Le paradoxe de la tristesse, c'est de contribuer à un ralentissement de l'activité, tout en favorisant un recul fécond face au réel, à la différence de la joie qui pourra contribuer à accélérer l'activité mais sans jamais permettre aucun recul face au réel. En quoi la tristesse me semble vecteur - indispensable - de mouvement extrêmement pénétrant et incisif dans le développement de la pensée (et de l'action devant s'en suivre).

Et puis, toutes ces philosophies joyeuses que nous vendent les marchands de bonheur me semblent suspectes parce qu'elles ne permettent de déceler chez leurs auteurs aucune faiblesse humaine.

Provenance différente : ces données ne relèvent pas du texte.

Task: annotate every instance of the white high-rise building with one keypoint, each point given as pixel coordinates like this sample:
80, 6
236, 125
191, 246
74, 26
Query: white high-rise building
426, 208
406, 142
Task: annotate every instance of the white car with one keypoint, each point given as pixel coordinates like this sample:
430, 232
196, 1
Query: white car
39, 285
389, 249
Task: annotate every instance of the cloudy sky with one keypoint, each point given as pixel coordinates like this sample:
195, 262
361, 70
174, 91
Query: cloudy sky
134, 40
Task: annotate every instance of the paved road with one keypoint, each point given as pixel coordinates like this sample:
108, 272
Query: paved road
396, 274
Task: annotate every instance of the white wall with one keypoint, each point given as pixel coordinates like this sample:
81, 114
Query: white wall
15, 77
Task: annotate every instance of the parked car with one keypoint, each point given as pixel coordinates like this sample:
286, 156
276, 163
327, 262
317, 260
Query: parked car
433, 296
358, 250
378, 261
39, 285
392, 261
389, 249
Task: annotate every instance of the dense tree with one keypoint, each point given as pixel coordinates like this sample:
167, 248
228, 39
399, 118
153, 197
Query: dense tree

Voilà pourquoi de si grands penseurs - tels Montaigne ou Cioran - se défendaient d'être des philosophes. "Je me suis détourné de la philosophie au moment où il me devint impossible de découvrir chez Kant aucune faiblesse humaine, aucun accent véritable de tristesse ; chez Kant et chez tous les philosophes..." (Précis de décomposition, par Cioran).

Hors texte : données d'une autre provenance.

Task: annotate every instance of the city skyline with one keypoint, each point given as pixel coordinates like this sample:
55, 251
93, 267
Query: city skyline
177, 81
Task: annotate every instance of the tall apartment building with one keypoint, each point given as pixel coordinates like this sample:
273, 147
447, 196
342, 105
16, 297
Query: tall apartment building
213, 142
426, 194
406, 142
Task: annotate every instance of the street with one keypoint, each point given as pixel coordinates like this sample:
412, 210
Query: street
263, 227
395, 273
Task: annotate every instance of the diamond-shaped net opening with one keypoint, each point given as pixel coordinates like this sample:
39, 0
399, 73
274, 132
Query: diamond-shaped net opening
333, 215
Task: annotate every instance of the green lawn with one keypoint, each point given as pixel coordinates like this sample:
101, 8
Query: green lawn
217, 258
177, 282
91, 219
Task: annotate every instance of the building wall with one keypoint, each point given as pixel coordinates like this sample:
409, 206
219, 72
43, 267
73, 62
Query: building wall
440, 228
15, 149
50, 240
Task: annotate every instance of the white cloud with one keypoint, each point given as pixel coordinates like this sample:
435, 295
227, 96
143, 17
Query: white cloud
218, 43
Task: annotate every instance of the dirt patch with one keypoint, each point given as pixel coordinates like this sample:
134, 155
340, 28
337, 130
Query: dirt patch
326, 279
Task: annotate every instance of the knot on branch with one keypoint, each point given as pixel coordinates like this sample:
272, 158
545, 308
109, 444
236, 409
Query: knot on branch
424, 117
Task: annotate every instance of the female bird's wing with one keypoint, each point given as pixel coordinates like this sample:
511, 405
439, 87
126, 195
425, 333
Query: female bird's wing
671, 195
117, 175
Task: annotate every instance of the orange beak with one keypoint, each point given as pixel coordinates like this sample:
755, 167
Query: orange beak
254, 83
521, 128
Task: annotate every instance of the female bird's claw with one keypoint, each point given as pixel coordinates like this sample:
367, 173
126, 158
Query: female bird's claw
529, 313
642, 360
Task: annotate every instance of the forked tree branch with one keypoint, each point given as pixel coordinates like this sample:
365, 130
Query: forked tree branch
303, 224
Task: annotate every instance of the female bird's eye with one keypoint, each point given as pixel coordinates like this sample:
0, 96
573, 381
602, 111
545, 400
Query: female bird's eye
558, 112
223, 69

A cela vient s'ajouter le fait que chaque être humain a un tempérament qu'il n'a pas choisi. Clément Rosset avait beaucoup d'admiration pour Cioran, mais son tempérament joyeux (Rosset est un bon vivant) ne pouvait pas s'accommoder d'une philosophie aussi triste que celle de Cioran, même s'il n'a eu de cesse de pourfendre lui aussi les marchands de bonheur.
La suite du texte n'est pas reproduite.